In his review of the EP from 2016, divisive and prolific music critic Anthony Fantano described the project as “something from pop’s dystopian future, where the genre has…started to swallow its own tail…” I think this self-referential process lies at the center of hyperpop, and every song on the EP carves out a new lane for the genre to expand.
Part Two: The Songs
Track 1:
Vroom Vroom
“Let’s ride!” Charli proclaims, prophetically yanking the sound of pop into the future. I genuinely wonder where pop music today would be without this song. To a layperson (or straight person), this track’s influence may appear minute, if not niche, but I hear fragments of “Vroom Vroom” everywhere, from the high contrast, speaker-busting work of 100 gecs to the braggadocious maximalism of Bree Runway. This track crystallized a new form of pop that is saturated, experimental, loud, and, at points, uncomfortable.
Track 2:
Paradise
(feat. Hannah Diamond)
“Paradise” sits closest to the original model of “bubblegum bass” that PC Music pioneered in the early 2010s. It even features Hannah Diamond, who is arguably the label’s most recognizable poster girl. This collaboration defined a lane of hyperpop that is sweet, bubbly, girly, and incredibly sincere (to the point of being almost childlike). I believe this track serves as a prototype for a lot of the work made by PC Music alumni such as Namasenda, A.G. Cook, Danny L Harle, and Hannah Diamond herself.
Track 3:
Trophy
This pounding dance cut wears its industrial influences on its chest. The cacophony, triumph, and audacity of “Trophy” reflects the works of Coucou Chloe, Shygirl, Rico Nasty, umru, and Danny Brown. Loud, anthemic, and brazen, “Trophy” embodies a lane of hyperpop that’s meant to be heard at the peak of action, reverberating off the concrete walls of a warehouse rave.
Track 4:
Secret (Shh)
The EP’s closer is like a demented Pussycat Dolls song filtered through a Saw trap, and that’s why, for years, it was my favorite Charli XCX song. Sadly, though, I don’t see a very clear lineage of scary, seductive bangers across the hyperpop landscape. In my opinion, for hyperpop to truly evolve, it needs to mature. We’ve had enough puppy love (see: “I like, I like, I like, I like everything about you”), and it’s time to see how hard this music can fuck. Besides Charli and SOPHIE, some of the only hyperpop artists I’ve seen really explore sexuality are Shygirl and Dorian Electra (with the latter releasing a concept album about a rageful incel who finds bliss through sexual submission). There are touches of sensuality in the works of Cecile Believe and Eartheater, too, but across the genre, there are few moments of real eroticism. I think “Secret (Shh)” provides a great template for an overtly sexy hyperpop banger, and I hope more artists explore that angle in the future.
Part Three: Finish Line
I am not the first, nor will I be the last, to praise Charli and SOPHIE’s contributions to hyperpop. I do, however, wish to pinpoint Vroom Vroom, as a project, as the focal point where the genre fully formed.

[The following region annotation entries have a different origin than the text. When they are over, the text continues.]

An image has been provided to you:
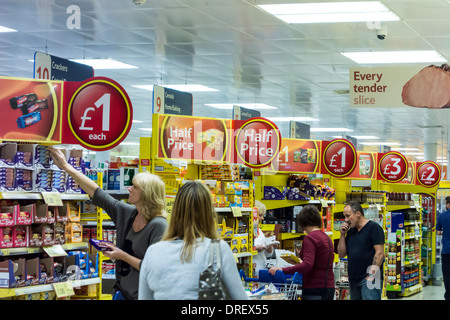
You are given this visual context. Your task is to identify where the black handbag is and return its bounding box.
[198,240,229,300]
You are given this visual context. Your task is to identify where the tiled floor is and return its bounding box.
[400,284,445,300]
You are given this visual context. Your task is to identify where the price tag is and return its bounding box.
[231,207,242,218]
[41,192,63,206]
[53,281,75,298]
[323,139,356,177]
[43,244,67,257]
[378,151,408,182]
[417,161,441,188]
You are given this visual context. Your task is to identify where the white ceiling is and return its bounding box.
[0,0,450,164]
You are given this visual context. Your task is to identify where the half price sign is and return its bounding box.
[378,151,408,182]
[323,139,357,177]
[417,161,441,188]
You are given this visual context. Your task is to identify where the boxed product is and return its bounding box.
[0,143,17,168]
[263,186,287,200]
[0,167,16,191]
[33,201,48,223]
[15,169,34,192]
[12,226,30,248]
[0,206,18,227]
[0,227,14,249]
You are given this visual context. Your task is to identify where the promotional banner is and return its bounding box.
[0,77,63,143]
[322,139,357,178]
[349,65,428,108]
[62,77,133,151]
[269,138,322,173]
[152,114,231,162]
[152,85,193,116]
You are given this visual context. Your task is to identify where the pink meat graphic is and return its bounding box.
[402,64,450,109]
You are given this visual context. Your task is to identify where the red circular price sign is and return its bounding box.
[378,151,408,182]
[323,139,356,177]
[417,161,441,188]
[67,77,133,151]
[235,118,281,168]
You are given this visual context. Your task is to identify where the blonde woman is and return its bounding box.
[49,148,168,300]
[139,181,248,300]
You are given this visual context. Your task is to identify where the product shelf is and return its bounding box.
[0,277,101,298]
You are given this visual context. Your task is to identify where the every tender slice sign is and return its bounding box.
[402,64,450,109]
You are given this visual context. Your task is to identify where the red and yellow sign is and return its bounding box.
[153,114,231,162]
[378,151,408,182]
[64,77,133,151]
[416,161,441,188]
[233,117,281,168]
[322,139,357,178]
[270,138,321,173]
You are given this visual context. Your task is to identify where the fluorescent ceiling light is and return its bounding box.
[361,142,402,146]
[310,128,353,132]
[267,117,319,121]
[69,58,137,70]
[132,84,219,92]
[0,26,17,32]
[259,1,400,23]
[341,50,447,64]
[333,136,380,140]
[205,103,278,110]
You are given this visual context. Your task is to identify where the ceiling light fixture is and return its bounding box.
[132,84,219,92]
[341,50,447,64]
[0,26,17,32]
[69,58,137,70]
[259,1,400,23]
[205,103,278,110]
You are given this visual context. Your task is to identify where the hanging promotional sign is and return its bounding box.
[269,138,321,173]
[416,161,441,188]
[0,77,63,143]
[378,151,408,182]
[34,51,94,81]
[153,114,231,162]
[63,77,133,151]
[322,139,357,178]
[152,85,193,116]
[233,118,281,168]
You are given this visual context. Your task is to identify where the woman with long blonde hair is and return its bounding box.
[139,181,248,300]
[49,147,167,300]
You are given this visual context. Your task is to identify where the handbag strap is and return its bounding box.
[208,239,221,270]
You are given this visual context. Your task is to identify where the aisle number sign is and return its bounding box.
[322,139,357,177]
[378,151,408,182]
[416,161,441,188]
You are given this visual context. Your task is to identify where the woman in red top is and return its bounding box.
[269,205,334,300]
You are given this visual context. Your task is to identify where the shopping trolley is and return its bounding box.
[239,270,303,300]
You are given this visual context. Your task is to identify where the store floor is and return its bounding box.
[399,284,445,300]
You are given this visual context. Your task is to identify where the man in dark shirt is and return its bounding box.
[436,197,450,300]
[338,202,384,300]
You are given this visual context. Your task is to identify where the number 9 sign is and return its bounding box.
[417,161,441,188]
[378,151,408,182]
[323,139,356,177]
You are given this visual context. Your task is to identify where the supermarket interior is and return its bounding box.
[0,0,450,301]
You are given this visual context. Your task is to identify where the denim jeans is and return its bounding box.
[350,279,382,300]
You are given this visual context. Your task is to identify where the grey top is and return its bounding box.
[139,238,248,300]
[92,188,167,299]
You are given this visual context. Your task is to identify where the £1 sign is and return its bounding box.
[378,151,408,182]
[323,139,356,177]
[67,77,133,151]
[417,161,441,188]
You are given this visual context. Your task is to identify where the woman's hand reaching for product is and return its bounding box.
[269,267,283,276]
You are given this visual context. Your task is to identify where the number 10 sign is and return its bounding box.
[323,139,356,177]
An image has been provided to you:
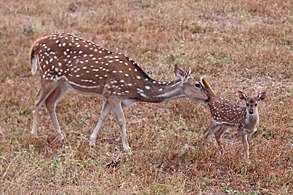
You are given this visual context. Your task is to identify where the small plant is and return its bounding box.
[20,25,36,37]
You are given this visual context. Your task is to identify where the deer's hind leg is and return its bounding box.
[203,122,221,140]
[45,82,68,139]
[31,80,63,136]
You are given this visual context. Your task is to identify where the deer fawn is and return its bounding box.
[30,33,209,151]
[201,78,266,159]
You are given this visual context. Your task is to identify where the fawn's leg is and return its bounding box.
[203,122,221,140]
[214,126,228,153]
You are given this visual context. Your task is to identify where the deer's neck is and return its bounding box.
[137,80,185,103]
[245,110,259,129]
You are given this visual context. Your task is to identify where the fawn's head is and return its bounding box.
[175,65,209,102]
[239,91,266,114]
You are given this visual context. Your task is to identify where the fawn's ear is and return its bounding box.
[256,92,267,101]
[238,91,247,101]
[174,64,191,82]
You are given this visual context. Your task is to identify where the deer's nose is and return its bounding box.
[205,96,211,102]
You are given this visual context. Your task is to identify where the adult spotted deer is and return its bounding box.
[30,33,209,151]
[201,78,266,159]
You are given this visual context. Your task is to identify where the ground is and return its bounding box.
[0,0,293,194]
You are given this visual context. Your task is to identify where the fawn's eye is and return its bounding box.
[194,83,201,88]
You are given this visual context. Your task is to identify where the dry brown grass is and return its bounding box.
[0,0,293,194]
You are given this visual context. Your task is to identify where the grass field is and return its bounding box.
[0,0,293,194]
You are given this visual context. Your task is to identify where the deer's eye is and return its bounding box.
[194,83,201,88]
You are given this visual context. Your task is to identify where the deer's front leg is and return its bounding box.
[240,130,249,160]
[90,101,111,147]
[111,101,131,152]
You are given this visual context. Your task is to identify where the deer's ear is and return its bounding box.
[238,91,247,101]
[256,92,267,101]
[174,64,184,79]
[175,64,191,82]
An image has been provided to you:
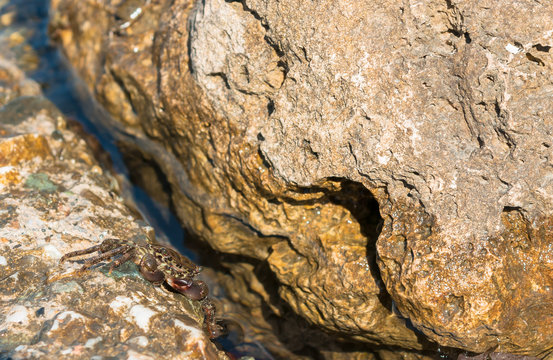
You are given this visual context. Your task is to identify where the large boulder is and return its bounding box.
[51,0,553,355]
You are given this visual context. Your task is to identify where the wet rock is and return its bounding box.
[51,0,553,357]
[0,61,227,359]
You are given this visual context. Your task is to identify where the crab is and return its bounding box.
[60,238,223,339]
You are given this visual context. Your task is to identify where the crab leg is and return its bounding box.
[75,247,129,272]
[60,244,102,264]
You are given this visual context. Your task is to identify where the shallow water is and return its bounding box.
[0,0,272,360]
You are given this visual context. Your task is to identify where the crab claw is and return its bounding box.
[167,278,209,300]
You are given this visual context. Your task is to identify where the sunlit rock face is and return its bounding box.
[51,0,553,357]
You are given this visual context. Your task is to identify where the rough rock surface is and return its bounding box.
[47,0,553,356]
[0,53,227,359]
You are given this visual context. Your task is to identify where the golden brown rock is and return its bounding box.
[48,0,553,357]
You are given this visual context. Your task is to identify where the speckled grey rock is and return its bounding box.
[49,0,553,356]
[0,67,227,359]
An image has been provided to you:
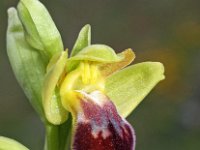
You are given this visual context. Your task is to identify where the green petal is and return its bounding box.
[7,8,47,119]
[106,62,165,117]
[100,48,135,77]
[68,44,123,63]
[70,24,91,57]
[42,51,68,125]
[0,136,29,150]
[17,0,63,58]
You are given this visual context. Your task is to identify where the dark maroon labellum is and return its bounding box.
[72,91,135,150]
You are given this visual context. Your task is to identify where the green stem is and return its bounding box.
[44,115,72,150]
[44,124,59,150]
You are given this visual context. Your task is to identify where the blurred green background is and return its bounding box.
[0,0,200,150]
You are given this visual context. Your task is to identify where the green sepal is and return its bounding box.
[7,8,47,119]
[42,51,68,125]
[17,0,64,59]
[66,24,91,72]
[106,62,165,117]
[0,136,29,150]
[70,24,91,57]
[68,44,124,63]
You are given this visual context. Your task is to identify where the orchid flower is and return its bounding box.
[7,0,164,150]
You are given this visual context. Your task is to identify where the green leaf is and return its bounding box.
[17,0,64,58]
[68,44,123,63]
[7,8,47,119]
[106,62,165,117]
[70,24,91,57]
[42,51,68,125]
[0,136,29,150]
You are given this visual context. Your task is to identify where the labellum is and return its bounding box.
[73,91,135,150]
[60,62,135,150]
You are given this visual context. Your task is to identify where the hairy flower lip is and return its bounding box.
[72,91,136,150]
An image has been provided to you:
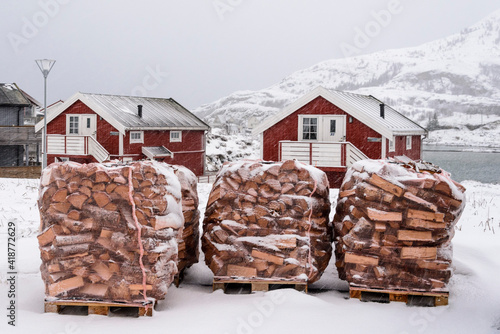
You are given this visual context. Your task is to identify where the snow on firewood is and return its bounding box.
[38,162,184,302]
[334,160,465,291]
[202,160,332,282]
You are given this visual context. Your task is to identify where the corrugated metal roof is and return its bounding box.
[0,83,31,107]
[253,86,427,138]
[329,90,426,134]
[80,93,209,130]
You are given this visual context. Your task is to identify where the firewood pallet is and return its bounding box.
[349,286,449,306]
[213,277,307,293]
[44,300,155,317]
[174,268,186,288]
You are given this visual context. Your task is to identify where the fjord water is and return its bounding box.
[422,146,500,184]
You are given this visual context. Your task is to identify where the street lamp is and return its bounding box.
[35,59,56,169]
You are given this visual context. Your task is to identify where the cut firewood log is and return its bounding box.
[38,162,186,302]
[202,161,332,283]
[333,160,465,291]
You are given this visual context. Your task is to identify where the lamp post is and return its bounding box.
[35,59,56,169]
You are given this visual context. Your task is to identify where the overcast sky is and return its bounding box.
[0,0,500,109]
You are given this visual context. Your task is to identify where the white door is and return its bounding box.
[80,115,97,138]
[320,116,345,142]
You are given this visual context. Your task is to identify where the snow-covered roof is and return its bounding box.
[253,86,427,138]
[0,83,31,107]
[35,93,210,134]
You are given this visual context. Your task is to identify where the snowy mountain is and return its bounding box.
[194,10,500,139]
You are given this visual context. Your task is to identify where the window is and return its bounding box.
[330,119,337,136]
[69,116,79,135]
[406,136,412,150]
[170,131,182,142]
[130,131,144,144]
[389,140,396,152]
[302,117,318,140]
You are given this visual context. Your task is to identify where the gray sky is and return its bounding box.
[0,0,500,109]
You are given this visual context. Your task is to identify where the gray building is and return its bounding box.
[0,83,42,167]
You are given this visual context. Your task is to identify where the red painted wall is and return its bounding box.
[123,130,205,175]
[387,136,422,160]
[47,101,119,155]
[47,101,205,175]
[263,96,382,161]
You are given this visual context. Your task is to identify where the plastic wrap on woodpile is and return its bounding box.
[202,160,332,282]
[172,165,200,271]
[38,162,184,302]
[334,160,465,291]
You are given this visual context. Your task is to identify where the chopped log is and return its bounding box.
[252,249,284,266]
[344,253,378,266]
[52,188,68,202]
[68,193,88,210]
[48,276,85,297]
[368,174,404,197]
[92,192,111,208]
[53,233,94,246]
[80,283,109,298]
[38,162,185,302]
[405,219,446,230]
[366,208,403,222]
[37,225,61,247]
[398,230,434,241]
[406,209,444,223]
[334,160,465,291]
[227,264,257,277]
[404,192,438,211]
[401,247,437,260]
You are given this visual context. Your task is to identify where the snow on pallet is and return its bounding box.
[44,300,155,317]
[349,286,449,306]
[213,276,307,293]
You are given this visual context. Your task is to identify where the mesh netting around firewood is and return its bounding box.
[38,162,184,302]
[202,160,332,282]
[334,160,465,291]
[172,165,200,271]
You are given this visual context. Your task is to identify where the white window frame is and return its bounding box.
[406,136,412,150]
[389,139,396,152]
[130,131,144,144]
[66,114,80,135]
[170,131,182,143]
[298,115,320,141]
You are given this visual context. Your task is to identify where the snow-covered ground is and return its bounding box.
[0,179,500,334]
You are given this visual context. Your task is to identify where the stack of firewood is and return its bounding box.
[172,166,200,271]
[202,160,332,282]
[38,162,184,302]
[334,160,465,291]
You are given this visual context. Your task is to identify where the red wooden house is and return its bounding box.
[253,87,427,188]
[36,93,210,175]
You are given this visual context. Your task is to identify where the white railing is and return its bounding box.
[47,135,109,162]
[345,142,368,168]
[280,141,368,167]
[87,137,109,162]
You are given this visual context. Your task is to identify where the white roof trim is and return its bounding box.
[252,86,425,138]
[35,92,126,134]
[35,92,207,135]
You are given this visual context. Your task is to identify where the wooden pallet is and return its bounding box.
[349,286,449,306]
[213,277,307,293]
[44,300,155,317]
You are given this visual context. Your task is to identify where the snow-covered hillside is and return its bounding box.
[194,10,500,144]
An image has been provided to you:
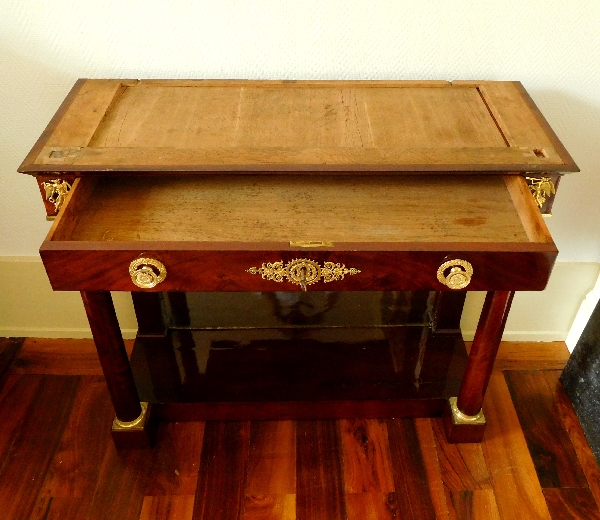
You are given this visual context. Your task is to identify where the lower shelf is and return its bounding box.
[131,327,467,420]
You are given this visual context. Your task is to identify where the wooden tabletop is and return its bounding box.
[19,79,577,175]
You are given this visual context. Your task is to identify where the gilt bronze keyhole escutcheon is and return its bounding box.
[437,258,473,289]
[129,258,167,289]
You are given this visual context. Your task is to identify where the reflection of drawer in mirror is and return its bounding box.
[41,173,557,291]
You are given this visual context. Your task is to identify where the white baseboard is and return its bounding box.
[463,330,565,342]
[0,327,137,339]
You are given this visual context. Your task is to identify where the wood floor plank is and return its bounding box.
[146,422,204,496]
[386,419,436,520]
[544,488,600,520]
[35,376,114,497]
[482,372,550,520]
[244,494,296,520]
[296,421,346,520]
[546,372,600,508]
[339,419,395,495]
[245,421,296,496]
[10,338,133,376]
[465,341,570,371]
[86,440,152,520]
[415,419,449,520]
[193,421,250,520]
[0,376,79,519]
[504,371,587,488]
[28,497,91,520]
[139,495,194,520]
[0,376,42,468]
[431,419,492,492]
[449,489,502,520]
[346,492,402,520]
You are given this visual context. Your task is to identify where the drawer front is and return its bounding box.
[40,248,557,292]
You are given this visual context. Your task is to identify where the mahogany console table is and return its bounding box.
[19,80,577,445]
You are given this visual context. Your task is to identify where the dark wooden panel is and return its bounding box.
[131,292,166,335]
[0,376,79,519]
[504,371,587,488]
[131,327,466,420]
[193,422,250,520]
[448,489,501,520]
[40,248,557,291]
[544,488,600,520]
[296,421,347,520]
[482,372,550,520]
[245,421,296,497]
[0,338,25,390]
[339,419,395,494]
[386,419,436,520]
[10,338,133,376]
[431,419,491,492]
[145,422,204,496]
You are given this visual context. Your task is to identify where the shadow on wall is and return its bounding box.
[0,42,74,256]
[530,90,600,262]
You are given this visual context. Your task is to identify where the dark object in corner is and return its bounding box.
[561,302,600,463]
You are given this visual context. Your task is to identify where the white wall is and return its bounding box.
[0,0,600,339]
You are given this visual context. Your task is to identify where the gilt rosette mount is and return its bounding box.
[246,258,360,292]
[129,258,167,289]
[42,179,71,212]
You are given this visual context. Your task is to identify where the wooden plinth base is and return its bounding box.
[111,403,159,449]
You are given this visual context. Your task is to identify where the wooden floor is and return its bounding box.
[0,339,600,520]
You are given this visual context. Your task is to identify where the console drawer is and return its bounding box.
[40,173,557,291]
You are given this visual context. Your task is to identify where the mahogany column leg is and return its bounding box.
[81,291,155,447]
[444,291,514,442]
[131,292,167,336]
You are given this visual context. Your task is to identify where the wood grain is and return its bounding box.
[431,419,492,492]
[193,421,250,520]
[244,494,296,520]
[346,492,403,520]
[86,442,152,520]
[414,418,449,520]
[386,419,436,520]
[482,373,551,520]
[448,489,502,520]
[0,338,25,391]
[296,421,347,520]
[34,376,114,500]
[504,371,587,488]
[545,371,600,507]
[10,338,133,376]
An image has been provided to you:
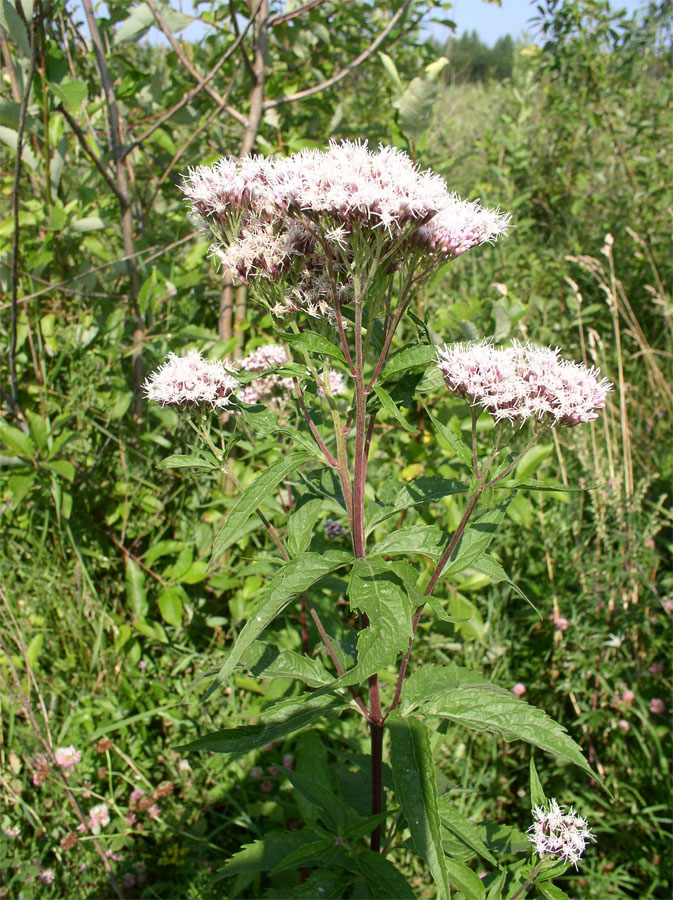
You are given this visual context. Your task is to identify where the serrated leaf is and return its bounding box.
[206,550,353,697]
[423,406,472,469]
[439,794,498,866]
[367,475,468,533]
[177,695,347,754]
[0,422,35,459]
[374,384,417,433]
[157,586,184,627]
[357,850,416,900]
[0,0,30,56]
[400,665,596,778]
[159,453,220,469]
[446,858,486,900]
[240,641,334,687]
[212,452,310,560]
[388,713,450,898]
[279,331,346,365]
[287,496,323,556]
[221,828,319,876]
[381,344,437,381]
[371,525,450,562]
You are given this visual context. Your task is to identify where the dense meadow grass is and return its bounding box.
[0,4,673,900]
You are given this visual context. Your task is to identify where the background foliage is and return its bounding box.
[0,0,673,898]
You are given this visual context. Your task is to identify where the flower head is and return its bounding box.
[528,799,594,868]
[89,803,110,834]
[143,350,238,409]
[437,341,612,426]
[54,744,82,769]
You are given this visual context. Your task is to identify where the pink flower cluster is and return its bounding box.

Of course, there are other strains of hyperpop that hail from the moody Soundcloud rap scene and are dominated by men. This origin point, however, lacks the political underpinning that makes the genre so significant. Hyperpop takes all of pop music’s perceived “flaws” – high-pitched, processed vocals; ridiculous lyrics; catchiness over subtlety – and turns them up to absurdity. A lot of hatred towards pop music is predicated on misogyny and homophobia, but hyperpop, as a movement, is defiantly feminine and queer, which is why the straight boys on SoundCloud will never have the greatest influence on the genre.
It’s fun reading this decade-old EP as a sacred text for a new generation of hyperpopstars. In 2015, SOPHIE said, “I think all pop music should be about who can make the loudest, brightest thing,” and in 2016, we learned that there were multiple avenues to create such loud, bright things. We could go discordant (“Vroom Vroom”), sugary sweet (“Paradise”), industrial (“Trophy”), or straight-up sexy (“Secret”). Whichever route you take, all roads lead back to Vroom Vroom!